Wednesday, September 27, 2006

San Joaquin River Plan

Its restoration is still moving along, but with serious obstacles ahead.

An excerpt.


Editorial: San Joaquin revival
River lawsuit ends; will restoration work?
- Published 12:00 am PDT Wednesday, September 27, 2006


For a good part of every year, the San Joaquin River, the state's second-longest waterway, isn't a river at all. For more than 60 miles upstream of its confluence with the Merced River, it is a lifeless dry channel.

Pumps and canals long ago sucked the life out of this river. The challenge has been to find a way to breathe life back into it -- with water, a restored channel and riparian habitat such as trees to keep the water cool. The goal has been to restore the river's salmon run without killing the livelihoods of thousands of San Joaquin Valley farmers who depend on those pumps and canals to irrigate their fields.

It took a lawsuit by environmental groups and a sympathetic federal judge in Sacramento named Lawrence Karlton to force a compromise.

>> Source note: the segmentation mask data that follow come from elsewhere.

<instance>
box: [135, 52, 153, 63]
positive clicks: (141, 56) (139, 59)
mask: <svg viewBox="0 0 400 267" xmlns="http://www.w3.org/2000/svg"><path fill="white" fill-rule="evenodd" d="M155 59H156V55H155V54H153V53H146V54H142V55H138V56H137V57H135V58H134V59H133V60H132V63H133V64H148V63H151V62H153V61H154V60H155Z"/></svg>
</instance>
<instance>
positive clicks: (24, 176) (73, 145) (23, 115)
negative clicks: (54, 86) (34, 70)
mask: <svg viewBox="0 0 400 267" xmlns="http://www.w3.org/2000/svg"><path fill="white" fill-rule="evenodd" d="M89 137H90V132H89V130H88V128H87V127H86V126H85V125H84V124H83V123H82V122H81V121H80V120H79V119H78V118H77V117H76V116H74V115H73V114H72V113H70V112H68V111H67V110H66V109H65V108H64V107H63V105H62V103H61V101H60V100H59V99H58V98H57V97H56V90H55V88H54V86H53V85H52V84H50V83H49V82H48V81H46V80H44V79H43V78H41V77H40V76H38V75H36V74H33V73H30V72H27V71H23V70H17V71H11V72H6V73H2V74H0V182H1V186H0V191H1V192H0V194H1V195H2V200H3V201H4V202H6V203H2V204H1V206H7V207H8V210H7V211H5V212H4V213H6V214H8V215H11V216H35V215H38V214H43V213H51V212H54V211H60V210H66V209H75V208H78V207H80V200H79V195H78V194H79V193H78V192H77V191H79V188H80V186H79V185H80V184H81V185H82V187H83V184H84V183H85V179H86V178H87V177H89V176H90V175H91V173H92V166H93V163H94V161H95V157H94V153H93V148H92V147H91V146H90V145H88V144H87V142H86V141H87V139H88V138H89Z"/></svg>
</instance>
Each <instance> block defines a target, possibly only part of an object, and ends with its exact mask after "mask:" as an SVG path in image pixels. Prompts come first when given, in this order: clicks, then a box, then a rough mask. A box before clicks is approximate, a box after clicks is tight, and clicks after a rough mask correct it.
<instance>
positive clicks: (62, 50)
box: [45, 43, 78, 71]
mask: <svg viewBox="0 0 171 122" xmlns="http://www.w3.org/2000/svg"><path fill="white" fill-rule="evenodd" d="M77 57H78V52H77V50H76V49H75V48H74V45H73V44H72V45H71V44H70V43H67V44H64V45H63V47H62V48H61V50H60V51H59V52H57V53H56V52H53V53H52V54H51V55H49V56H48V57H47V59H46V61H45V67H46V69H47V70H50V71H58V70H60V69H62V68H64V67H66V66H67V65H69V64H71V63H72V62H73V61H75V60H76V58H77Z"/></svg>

The farmers and environmentalists have agreed to a legal settlement. For the lawsuit, this is a historic moment. The question now is how will the salmon regard the settlement? They are the true judges here. And it will be a few more years before they begin to render their verdict by deciding whether to return to 150 miles of largely lifeless river.

The trick in settling this lawsuit was to provide enough water for the environmentalists to theoretically restore this river and to provide assurances to the farmers that they wouldn't be asked later to surrender more water. The settlement means that about 170,000 acre-feet of water that would have gone to the farmers each year will stay in the river. In return, the farmers are to get a price break on some water and the ability to withdraw some water downstream on the river if the pumping wouldn't harm the fish. And Congress is supposed to authorize projects to alter the channel to make it more inviting for the fish. Cost estimates range from $250 million to $800 million.

Is this 170,000 acre-feet of new water for the river enough? It represents about 10 percent of the entire natural flow of the river. More flows for the restoration will come through managing the releases of upstream dams on this river, but a lot is riding on the belief that the humans settling this lawsuit really know what the salmon need.